Les Houthis ont pris le contrôle de Mokha, port stratégique du Yémen sur la mer Rouge, infligeant un revers majeur aux forces soutenues par l’Arabie saoudite.
Les Houthis ont remporté jeudi 10 septembre une victoire stratégique majeure au Yémen en prenant le contrôle de Mokha, ville portuaire située sur la côte occidentale du pays. L’offensive leur permet de renforcer considérablement leur présence sur les rives de la mer Rouge et de se rapprocher du détroit de Bab el-Mandeb, passage maritime essentiel entre la mer Rouge et le golfe d’Aden.
Des sources militaires yéménites citées par Reuters indiquent que les forces houthies ont également progressé vers les îles Hanish, tandis que les forces gouvernementales et leurs alliés se replient vers Dhubab, à proximité immédiate de Bab el-Mandeb. Le contrôle de Dhubab et de l’île de Perim constitue un enjeu majeur pour la maîtrise du détroit.
Un nouveau front stratégique
La prise de Mokha modifie profondément la configuration militaire autour de l’une des principales voies maritimes du monde. Bab el-Mandeb constitue un passage essentiel pour les navires reliant l’océan Indien, la mer Rouge et le canal de Suez.
L’avancée des Houthis intervient alors que le détroit d’Ormuz est déjà fortement perturbé par la guerre entre les États-Unis et l’Iran. Une capacité accrue des Houthis à contrôler ou menacer simultanément l’accès méridional à la mer Rouge ferait peser un risque supplémentaire sur les flux mondiaux de pétrole et de marchandises.
L’envoyé spécial des Nations unies pour le Yémen, Hans Grundberg, a averti devant le Conseil de sécurité que la prise de Mokha marquait une « nouvelle phase plus dangereuse » du conflit. Il a notamment souligné la présence désormais directe des Houthis à proximité de l’un des détroits les plus importants du commerce international.
L’enjeu dépasse largement le cadre de la guerre civile yéménite. L’Arabie saoudite, premier exportateur mondial de pétrole, dépend davantage des routes de la mer Rouge depuis la forte perturbation du trafic à travers Ormuz.
La progression houthie fait donc craindre un nouveau risque de perturbation des exportations énergétiques, alors que les marchés pétroliers sont déjà sous tension.

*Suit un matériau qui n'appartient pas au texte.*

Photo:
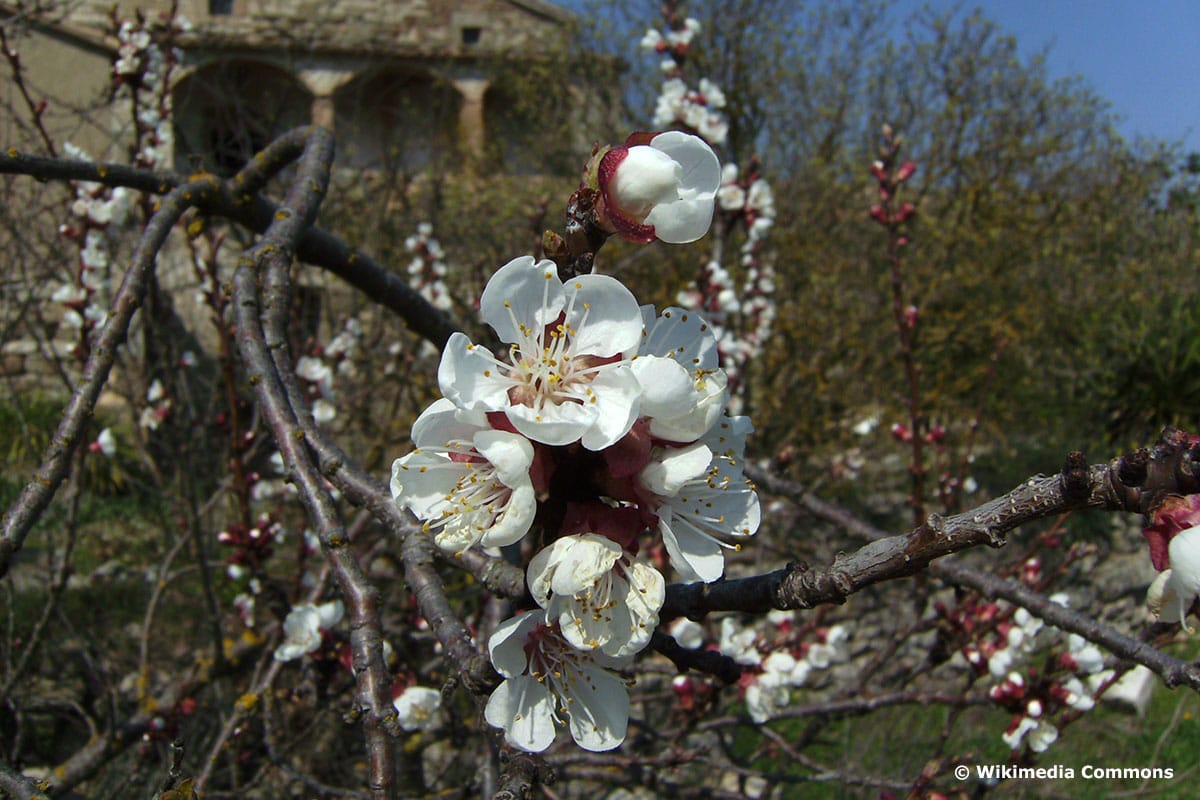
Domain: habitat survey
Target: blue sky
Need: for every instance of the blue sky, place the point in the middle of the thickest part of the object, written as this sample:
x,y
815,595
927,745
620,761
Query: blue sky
x,y
1141,55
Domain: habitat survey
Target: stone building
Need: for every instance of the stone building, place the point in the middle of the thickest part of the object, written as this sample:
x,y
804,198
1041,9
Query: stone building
x,y
402,82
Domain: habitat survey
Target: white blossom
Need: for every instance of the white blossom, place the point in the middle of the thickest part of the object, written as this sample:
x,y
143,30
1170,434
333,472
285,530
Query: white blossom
x,y
567,374
550,684
303,629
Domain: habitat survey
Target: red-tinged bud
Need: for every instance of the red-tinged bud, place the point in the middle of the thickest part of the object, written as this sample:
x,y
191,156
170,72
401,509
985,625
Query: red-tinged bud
x,y
1173,516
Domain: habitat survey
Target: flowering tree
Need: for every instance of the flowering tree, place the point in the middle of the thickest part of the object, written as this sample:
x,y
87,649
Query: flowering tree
x,y
575,573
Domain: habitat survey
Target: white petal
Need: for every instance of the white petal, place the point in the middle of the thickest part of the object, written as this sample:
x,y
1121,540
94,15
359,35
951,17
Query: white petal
x,y
522,292
420,482
443,421
515,521
1185,557
510,453
523,708
673,467
683,221
694,557
553,425
617,394
682,335
667,389
471,378
605,316
580,561
505,647
600,711
702,416
330,614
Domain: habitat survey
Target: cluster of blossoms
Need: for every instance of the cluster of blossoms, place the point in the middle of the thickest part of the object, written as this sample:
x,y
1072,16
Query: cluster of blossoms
x,y
143,67
603,429
1001,639
775,655
427,270
1174,540
699,109
318,370
95,212
742,320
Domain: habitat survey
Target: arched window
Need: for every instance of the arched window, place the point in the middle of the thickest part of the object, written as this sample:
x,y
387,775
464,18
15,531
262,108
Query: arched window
x,y
396,119
228,110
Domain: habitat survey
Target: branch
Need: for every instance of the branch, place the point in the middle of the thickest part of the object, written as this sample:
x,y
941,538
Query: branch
x,y
275,250
1132,483
37,494
316,246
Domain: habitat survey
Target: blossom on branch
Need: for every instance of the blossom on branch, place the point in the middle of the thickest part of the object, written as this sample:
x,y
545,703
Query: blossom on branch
x,y
418,708
304,626
659,186
567,376
468,482
550,684
600,596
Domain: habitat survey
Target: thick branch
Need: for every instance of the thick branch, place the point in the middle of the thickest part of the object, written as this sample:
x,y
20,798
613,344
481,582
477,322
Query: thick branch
x,y
316,246
1132,483
371,673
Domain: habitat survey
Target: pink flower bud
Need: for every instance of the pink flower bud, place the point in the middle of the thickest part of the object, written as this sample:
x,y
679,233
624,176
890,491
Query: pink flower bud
x,y
905,172
664,188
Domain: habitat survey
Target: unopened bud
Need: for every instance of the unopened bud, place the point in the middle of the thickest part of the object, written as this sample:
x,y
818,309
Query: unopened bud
x,y
905,172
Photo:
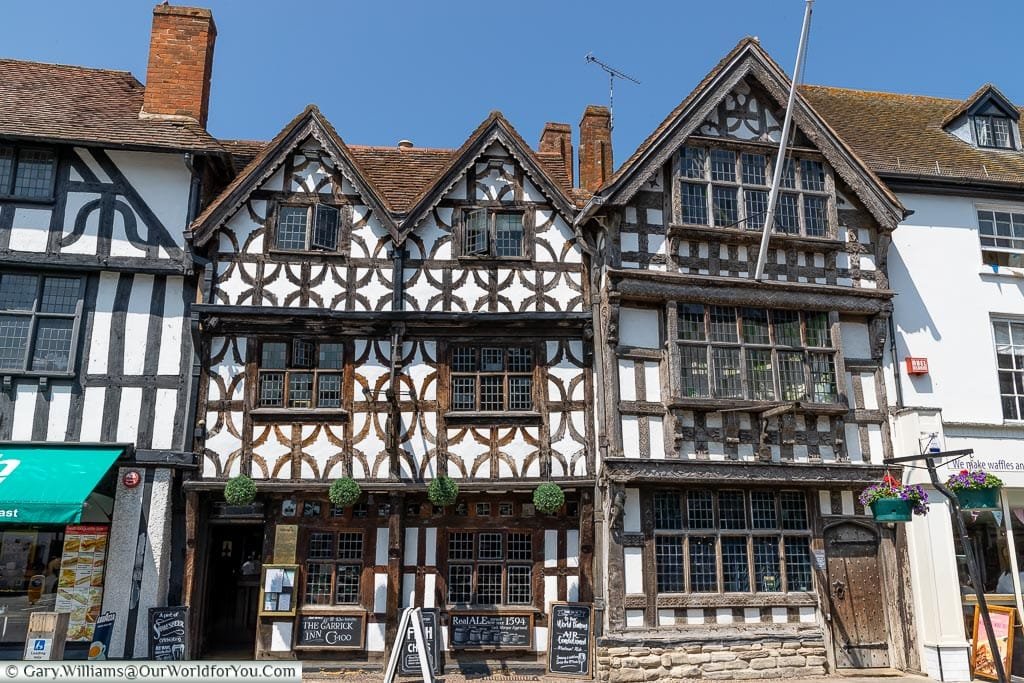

Le Brent a progressé jusqu’à environ 4 % jeudi, au-dessus de 105 dollars le baril, avant de poursuivre sa hausse dans un marché particulièrement volatil.
La perspective d’un risque sur les deux principales voies maritimes du Moyen-Orient — Ormuz à l’est et Bab el-Mandeb au sud-ouest — alimente les craintes d’un véritable « double étranglement » des flux énergétiques mondiaux…
Une nouvelle escalade dans la guerre au Yémen
La prise de Mokha intervient après plusieurs années de relative accalmie sur le front yéménite. La guerre civile, déclenchée par la prise de Sanaa par les Houthis en 2014, avait connu une trêve de fait à partir de 2022. Le conflit est toutefois désormais directement rattaché à l’affrontement régional entre l’Iran, les États-Unis et leurs alliés. Les Houthis, soutenus par Téhéran, ont progressivement intensifié leurs opérations depuis le déclenchement de la nouvelle guerre régionale.
Selon plusieurs sources citées par Reuters, l’offensive menée cette semaine le long de la côte aurait bénéficié de directives directes des Gardiens de la révolution iraniens. Mais Téhéran dément contrôler le mouvement houthi.
En somme, L’enjeu est particulièrement important pour le canal de Suez, dont le trafic dépend de la sécurité de l’ensemble de la route reliant la mer Rouge à l’océan Indien. Une dégradation durable de la situation pourrait accroître les coûts du transport maritime, allonger les délais de livraison et renforcer les pressions inflationnistes déjà alimentées par la hausse du pétrole.
La prise de Mokha apparaît ainsi comme bien davantage qu’un nouvel épisode de la guerre civile yéménite : elle ouvre la perspective d’une extension géographique du conflit vers l’un des principaux corridors énergétiques et commerciaux de la planète.